Le président du conseil de l'ordre des pharmaciens attend qu'un grand laboratoire comme Sanofi, qui commercialise le Plaquenil, livre "rapidement et prioritairement les pharmacies des hôpitaux", puis rapidement les officines en ville, qui seront "nécessaires, si les tests de l'efficacité du traitement sont validés, pour largement distribuer le médicament. Nous, on est même prêts à le donner, on s'en fout de faire de l'argent avec."

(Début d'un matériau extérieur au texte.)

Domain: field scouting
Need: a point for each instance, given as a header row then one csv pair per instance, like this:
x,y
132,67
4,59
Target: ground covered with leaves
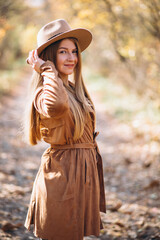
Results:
x,y
131,156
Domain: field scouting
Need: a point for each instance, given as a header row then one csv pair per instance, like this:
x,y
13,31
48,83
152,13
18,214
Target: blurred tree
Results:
x,y
13,22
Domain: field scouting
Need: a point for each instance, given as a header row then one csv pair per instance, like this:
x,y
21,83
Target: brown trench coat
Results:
x,y
68,192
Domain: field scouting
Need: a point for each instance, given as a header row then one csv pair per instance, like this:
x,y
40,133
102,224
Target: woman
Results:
x,y
68,192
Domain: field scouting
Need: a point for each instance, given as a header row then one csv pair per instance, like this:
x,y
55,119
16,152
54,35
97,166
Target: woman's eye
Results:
x,y
75,51
63,51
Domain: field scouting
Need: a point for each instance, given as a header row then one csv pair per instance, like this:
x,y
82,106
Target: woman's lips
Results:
x,y
69,65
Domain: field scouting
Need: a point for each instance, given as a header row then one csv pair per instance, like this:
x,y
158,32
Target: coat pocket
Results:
x,y
30,215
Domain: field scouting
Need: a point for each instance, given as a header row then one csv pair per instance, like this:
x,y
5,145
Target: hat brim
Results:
x,y
83,36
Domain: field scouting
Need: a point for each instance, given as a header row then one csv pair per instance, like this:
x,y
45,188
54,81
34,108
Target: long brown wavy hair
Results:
x,y
79,100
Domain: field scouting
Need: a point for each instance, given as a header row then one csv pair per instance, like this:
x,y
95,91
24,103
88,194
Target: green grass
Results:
x,y
121,102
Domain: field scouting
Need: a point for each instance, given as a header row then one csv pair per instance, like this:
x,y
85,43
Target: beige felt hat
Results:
x,y
59,29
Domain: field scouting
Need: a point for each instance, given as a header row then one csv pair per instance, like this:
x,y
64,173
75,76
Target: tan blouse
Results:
x,y
68,192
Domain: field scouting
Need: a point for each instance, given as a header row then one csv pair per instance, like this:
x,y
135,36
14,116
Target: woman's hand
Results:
x,y
34,60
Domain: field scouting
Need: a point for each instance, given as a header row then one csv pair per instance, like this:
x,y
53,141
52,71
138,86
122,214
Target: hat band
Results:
x,y
54,36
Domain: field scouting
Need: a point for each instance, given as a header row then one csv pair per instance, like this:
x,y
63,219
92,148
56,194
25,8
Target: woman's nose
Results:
x,y
71,56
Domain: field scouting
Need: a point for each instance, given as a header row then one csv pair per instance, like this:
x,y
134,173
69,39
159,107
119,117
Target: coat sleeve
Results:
x,y
51,100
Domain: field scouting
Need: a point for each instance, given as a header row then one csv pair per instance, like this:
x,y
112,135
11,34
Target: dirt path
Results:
x,y
130,168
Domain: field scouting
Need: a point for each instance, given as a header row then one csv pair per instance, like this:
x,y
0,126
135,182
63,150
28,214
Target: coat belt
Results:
x,y
75,146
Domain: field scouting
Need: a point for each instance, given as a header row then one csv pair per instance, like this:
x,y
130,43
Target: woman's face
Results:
x,y
66,58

Plaquenil, Nivaquine : "Les gens en veulent, c'est sûr. J'ai vu passer des prescriptions où l'on voit désormais beaucoup de positifs au Covid 19 ", rapporte, à la pharmacie Prado Mermoz dans les quartiers chics de Marseille, David Abenhaim. Lui ne veut "pas faire de polémique", mais attend "un vrai coup d'accélérateur sur les protocoles d'autorisation de l'Agence du médicament. On est dans l'urgence, c'est la guerre. Et on ne fait pas de manière quand on fait la guerre". "Parfois il faut aller au-delà des règles", reprend Stéphane Pichon. Alors que l'hydroxychloroquine est intégrée à l'essai clinique européen Discovery, les laboratoires se veulent en tout cas rassurants : ils pourront produire et fournir le médicament si son effet est validé.

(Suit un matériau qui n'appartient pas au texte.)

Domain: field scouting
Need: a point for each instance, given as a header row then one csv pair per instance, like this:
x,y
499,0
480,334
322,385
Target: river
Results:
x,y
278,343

"Prêt à tout mettre en oeuvre"

Sanofi, ainsi, a promis plusieurs millions de doses du Plaquenil, afin de pouvoir traiter 300 000 patients. Novartis s'est engagé, de son côté, à donner 130 millions de doses d'ici fin mai. Son stock, en Suisse, est actuellement de 50 millions de doses. En France, le ministre de la Santé a suspendu toutes les exportations de la molécule. "Nous avons plusieurs lieux de production, en Europe et en Amérique latine", nous précise Sanofi France, qui se dit "prêt à tout mettre en oeuvre", si l'hydroxychloroquine s'avère efficace contre le coronavirus, pour répondre à la demande. Dans l'attente, cependant, le laboratoire met en garde contre une automédication : "Il faut absolument être suivi par un médecin en raison de ses effets secondaires."